I’ve been watching the #tilts tweets from the Texas Institute for Literary & Textual Studies. Three symposia were planned for 2011, one of which happened over a March weekend — the one focusing on Digital Humanities, Teaching and Learning. From afar, across Twitter, it seemed that the conversation didn’t really focus on pedagogy, a turn that has been endemic to conversations in Digital Humanities. Julia Flanders, Amy Earhart, Rebecca Frost Davis, Jeremy Douglas and others highlighted ideas about a collaborative classroom experience using the tenets of Digital Humanities, but other tweets seemed to focus on infrastructure.  (And, let me note here, though Twitter is a fantastic backchannel, it doesn’t always capture the conversation, passion, breadth and excitement of the room.)

At one point, there was a call for ProfHacker.com to offer reviews of the tools listed on DIRT, or to have graduate students write those reviews. (Note: my undergraduate honors DHers did this in Fall 2010 but it’s difficult to find a location where these can be broadcast.)

I would like to see more process pieces about DH in the classroom — more publications or videos. Something more dynamic than leaving the pedagogy at the conference in a face-to-face conversation. The recent open-access collection, Learning Through Digital Media, is a great start, but it’s focused on explanations in print when the classroom is much more dynamic. In this age when we must conform to the administration’s call for assessment, in these process pieces for DH in the classroom, it would be helpful to offer language, actual syllabus or assignment language assessing the successes and failures of the assignment. And, to highlight that failure is productive, not necessarily, well, the end of an experiment.

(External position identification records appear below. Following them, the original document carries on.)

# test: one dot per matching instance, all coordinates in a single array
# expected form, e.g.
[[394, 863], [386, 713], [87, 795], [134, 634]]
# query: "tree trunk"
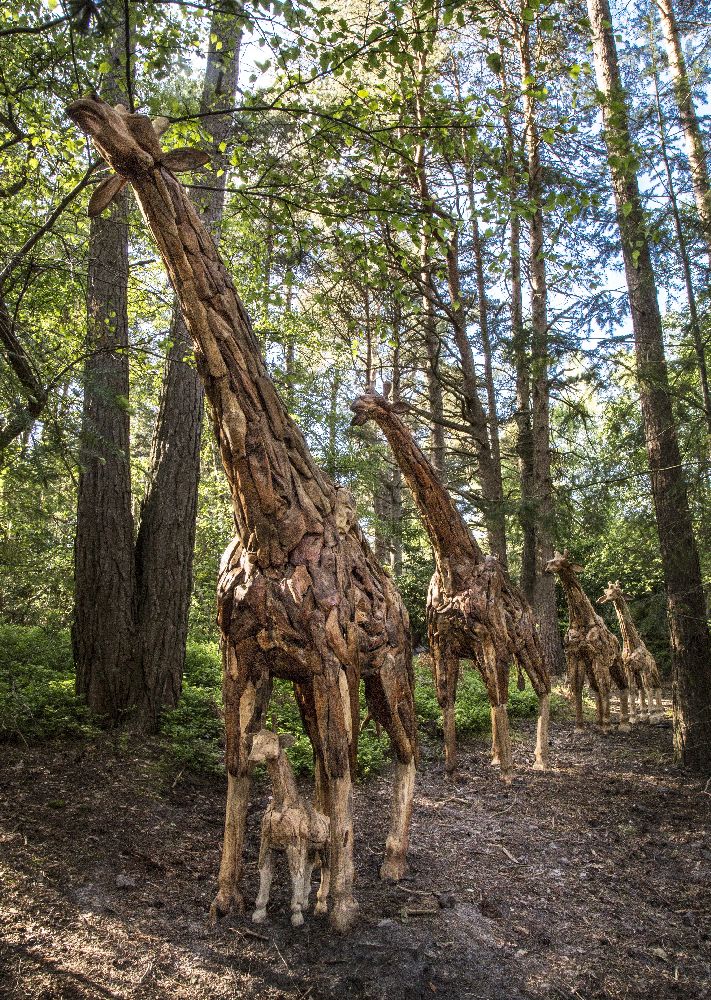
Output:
[[489, 473], [687, 116], [694, 325], [690, 640], [166, 537], [520, 348], [544, 600], [103, 629]]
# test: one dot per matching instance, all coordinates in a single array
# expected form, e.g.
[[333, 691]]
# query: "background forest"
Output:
[[411, 195]]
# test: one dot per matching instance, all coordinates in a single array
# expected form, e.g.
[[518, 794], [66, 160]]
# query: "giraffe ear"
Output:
[[180, 160], [105, 194]]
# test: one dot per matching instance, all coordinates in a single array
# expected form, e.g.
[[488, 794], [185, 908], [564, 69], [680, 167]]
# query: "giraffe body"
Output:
[[300, 595], [473, 610], [592, 652], [641, 665], [290, 826]]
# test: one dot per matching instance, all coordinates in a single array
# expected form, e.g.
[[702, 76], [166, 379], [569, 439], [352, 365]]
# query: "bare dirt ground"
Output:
[[591, 880]]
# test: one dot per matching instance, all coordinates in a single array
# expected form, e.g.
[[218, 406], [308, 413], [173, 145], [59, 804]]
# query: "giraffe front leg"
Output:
[[624, 726], [542, 741], [266, 872], [296, 857], [324, 886], [245, 707]]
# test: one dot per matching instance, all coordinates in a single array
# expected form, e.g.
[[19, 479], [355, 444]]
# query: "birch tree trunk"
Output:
[[544, 591], [687, 116], [166, 537], [688, 626]]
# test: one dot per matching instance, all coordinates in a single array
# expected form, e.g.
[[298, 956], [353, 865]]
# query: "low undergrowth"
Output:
[[38, 702]]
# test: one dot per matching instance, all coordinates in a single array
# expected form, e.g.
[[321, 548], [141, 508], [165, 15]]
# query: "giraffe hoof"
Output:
[[393, 869], [343, 915], [223, 903]]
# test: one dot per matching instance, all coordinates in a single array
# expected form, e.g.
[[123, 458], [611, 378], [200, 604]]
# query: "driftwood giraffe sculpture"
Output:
[[291, 826], [473, 610], [300, 595], [641, 665], [591, 650]]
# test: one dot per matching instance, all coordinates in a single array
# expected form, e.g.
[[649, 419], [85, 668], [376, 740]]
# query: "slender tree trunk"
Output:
[[103, 629], [489, 474], [687, 116], [694, 325], [690, 640], [544, 601], [520, 347], [166, 537]]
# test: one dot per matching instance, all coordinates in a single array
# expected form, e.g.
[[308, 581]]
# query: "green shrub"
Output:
[[37, 699]]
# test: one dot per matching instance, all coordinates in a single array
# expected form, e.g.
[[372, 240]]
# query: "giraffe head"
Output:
[[613, 592], [130, 144], [267, 746], [371, 403], [562, 565]]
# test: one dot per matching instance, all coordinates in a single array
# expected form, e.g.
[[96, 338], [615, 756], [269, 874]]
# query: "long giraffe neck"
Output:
[[278, 493], [286, 791], [631, 638], [580, 610], [451, 539]]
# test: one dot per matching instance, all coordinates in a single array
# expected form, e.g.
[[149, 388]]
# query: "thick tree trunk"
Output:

I think ProfHacker has been fabulous, but I suspect that many people write those articles and then post them in the community service area of their CVs. Is perhaps the issue also that DH needs to help change old-fashioned T&P for what counts? [But, then I would be going against my call to Digital Humanities to stop saving everyone and just get to work.] Pedagogy and process articles should count; considering that lots of DH happens at research-intensive universities, I suspect that these kinds of articles don’t count.  But, we need more. I need more from my colleagues. My students need more from me if we’re to be playful and successful in our DH endeavors. But, with workloads increasing, I want to do what I’ve always done: ask my colleagues at large for help with assignments, specific assignments.

Rebecca Frost Davis‘ presentation (on Prezi) represents a great conversation about liberal arts education and Digital Humanities: Digital Humanities and Liberal Education on Prezi

There seems to be a defensiveness among all of us about workload issues — as if we all need to prove that we’re busy, over-tired, and over-worked. I accept that. I’ll put my 4-4, 4-prep load up against anyone, any day. But, I’ll also come to the table to talk to someone who’s teaching 2-2 with more 150 students per section. Let’s collaborate instead of engaging in a pissing match.